KUDUS – Diskusi Pendidikan Politik bagi Masyarakat dengan tema “Menakar Kualitas Pemilu 2029” digelar di Lantai 4 Gedung A Setda Kudus, Rabu (22/4/2026). Kegiatan ini dihadiri Bupati Kudus Sam’ani Intakoris bersama KPU, Bawaslu, serta peserta dari unsur organisasi masyarakat dan pelajar sebagai calon pemilih pemula, dalam upaya meningkatkan pemahaman politik yang sehat dan berintegritas.

 

Bupati Kudus Sam’ani Intakoris menegaskan pentingnya membangun kualitas demokrasi melalui sikap dewasa dalam menyikapi perbedaan, sekaligus menyoroti peran strategis pelajar sebagai pemilih pemula.

 

“Pemilih pemula, khususnya pelajar, memiliki peran penting dalam menentukan arah demokrasi ke depan. Mari pemilu dan pilkada kita laksanakan dengan penuh integritas.
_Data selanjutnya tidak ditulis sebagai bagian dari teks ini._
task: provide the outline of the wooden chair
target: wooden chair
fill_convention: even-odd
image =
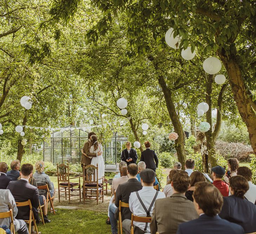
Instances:
[[[16,202],[16,206],[17,207],[21,207],[21,206],[28,206],[29,207],[29,219],[28,220],[24,220],[24,221],[27,223],[28,223],[28,232],[29,233],[31,233],[31,226],[32,224],[32,221],[33,220],[34,222],[34,227],[35,229],[35,232],[38,234],[38,230],[37,229],[37,223],[35,222],[35,217],[34,216],[34,214],[33,213],[33,209],[32,208],[32,205],[31,205],[31,202],[30,201],[30,200],[28,200],[27,201],[24,201],[23,202]]]
[[[131,225],[131,234],[134,234],[133,222],[141,222],[143,223],[151,223],[152,220],[151,217],[140,217],[136,216],[132,214],[132,222]]]
[[[51,197],[51,194],[50,194],[50,190],[49,189],[49,187],[48,187],[48,185],[41,185],[41,186],[38,186],[37,188],[39,189],[45,189],[47,192],[47,194],[46,195],[46,206],[47,206],[47,208],[46,209],[48,210],[48,202],[50,201],[51,206],[52,209],[53,214],[56,214],[55,212],[55,210],[54,209],[54,206],[53,206],[53,199],[55,197],[55,196]]]
[[[84,203],[85,202],[86,199],[93,199],[97,200],[98,205],[99,200],[100,198],[102,199],[103,202],[104,198],[104,176],[98,178],[98,163],[97,167],[93,165],[85,166],[84,163],[83,168]],[[101,180],[102,183],[99,183],[99,181]]]
[[[57,174],[58,180],[58,190],[59,192],[59,202],[60,202],[60,197],[65,196],[66,200],[67,200],[67,189],[68,190],[68,201],[70,203],[70,198],[75,196],[79,196],[81,201],[81,183],[80,182],[80,176],[70,178],[69,177],[69,165],[68,162],[67,165],[60,164],[59,165],[57,163]],[[79,178],[79,183],[74,183],[71,182],[70,180],[74,179]],[[78,188],[75,188],[77,186]],[[70,194],[70,191],[71,192],[74,191],[79,191],[79,194]],[[63,194],[60,194],[63,193]]]
[[[0,219],[5,219],[5,218],[11,218],[11,224],[10,225],[11,233],[12,234],[15,234],[12,209],[11,209],[9,211],[0,213]]]
[[[115,192],[115,195],[116,193]],[[122,226],[122,214],[121,213],[121,210],[122,207],[128,207],[129,208],[129,203],[123,202],[121,201],[119,201],[119,221],[118,221],[118,234],[119,234],[119,230],[120,228],[120,232],[121,234],[123,234],[123,226]]]

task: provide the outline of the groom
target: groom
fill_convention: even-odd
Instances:
[[[88,134],[88,140],[84,145],[82,152],[82,157],[81,159],[81,166],[82,168],[84,166],[84,163],[85,166],[90,165],[92,161],[92,159],[89,157],[97,157],[102,154],[102,152],[98,152],[97,153],[90,153],[90,142],[91,136],[96,134],[93,132],[91,132]]]

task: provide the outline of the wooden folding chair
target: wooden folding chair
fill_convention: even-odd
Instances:
[[[59,202],[60,202],[60,197],[65,196],[67,200],[67,189],[68,192],[68,201],[70,203],[70,197],[75,196],[79,196],[80,201],[81,201],[81,183],[80,182],[80,175],[70,178],[69,177],[69,165],[67,162],[67,165],[60,164],[59,165],[57,163],[57,174],[58,180],[58,190],[59,192]],[[70,180],[79,178],[79,183],[71,182]],[[78,188],[75,188],[78,186]],[[79,194],[70,194],[70,191],[79,191]],[[63,193],[63,194],[60,194]]]
[[[136,216],[132,214],[132,222],[131,225],[131,234],[134,234],[133,222],[140,222],[143,223],[151,223],[152,220],[151,217],[140,217]]]
[[[115,195],[116,193],[115,192]],[[123,234],[123,226],[122,225],[122,214],[121,213],[121,210],[122,207],[127,207],[129,208],[129,203],[126,203],[123,202],[121,201],[119,201],[119,218],[118,219],[118,234],[119,234],[119,230],[120,229],[120,233],[121,234]]]
[[[11,233],[12,234],[15,234],[12,209],[11,209],[9,211],[0,213],[0,219],[5,219],[5,218],[11,218],[11,224],[10,225]]]
[[[37,229],[37,224],[35,222],[35,217],[34,216],[34,214],[33,213],[33,209],[32,208],[32,205],[31,202],[30,201],[30,200],[28,200],[26,201],[24,201],[23,202],[16,202],[16,206],[17,207],[21,207],[21,206],[28,206],[29,207],[29,219],[28,220],[24,220],[24,221],[27,223],[28,223],[28,232],[29,233],[31,233],[31,226],[32,224],[32,221],[33,220],[34,222],[34,226],[35,227],[35,232],[37,234],[38,234],[38,230]]]
[[[48,210],[48,202],[50,201],[50,203],[51,204],[51,206],[52,209],[53,211],[53,212],[54,214],[56,214],[56,212],[55,212],[55,210],[54,209],[54,206],[53,206],[53,199],[55,197],[55,196],[51,197],[51,194],[50,194],[50,190],[49,189],[49,187],[48,187],[48,185],[41,185],[41,186],[38,186],[37,188],[39,189],[45,189],[47,192],[47,195],[46,195],[46,206],[47,206],[47,210]]]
Demokrasi memang ruang persaingan, sehingga perbedaan pendapat dan pilihan itu hal yang wajar. Namun, kami mengajak semua pihak untuk semakin dewasa, tetap menjaga sopan santun, serta saling menghormati dalam menghadapi perbedaan,” ujar Bupati Kudus.

 

Lebih lanjut, bupati mengajak seluruh elemen masyarakat untuk berperan aktif dalam menjaga kualitas demokrasi yang lebih baik, termasuk melalui sikap bijak dalam bermedia sosial.

 

“Kita perlu bersama-sama membangun pola pikir yang baik, bijak dalam bermedia sosial, serta berikhtiar memikirkan nasib demokrasi agar semakin berkualitas di masa yang akan datang,” imbuhnya.

 

Sementara itu, Ketua KPU Kabupaten Kudus Ahmad Amir Faisol menyampaikan bahwa peningkatan kualitas pemilu menjadi tanggung jawab bersama seluruh elemen masyarakat.

 

“Kualitas Pemilu 2029 harus kami siapkan sejak sekarang. Melalui kegiatan seperti ini, kami bersama-sama menata pola pikir, membangun kesadaran, serta berikhtiar agar demokrasi ke depan semakin baik dan berintegritas,” ujarnya.

 

Melalui diskusi ini, diharapkan terbangun pemahaman yang komprehensif tentang demokrasi, sehingga masyarakat dapat berpartisipasi secara aktif, cerdas, dan bertanggung jawab dalam setiap proses demokrasi.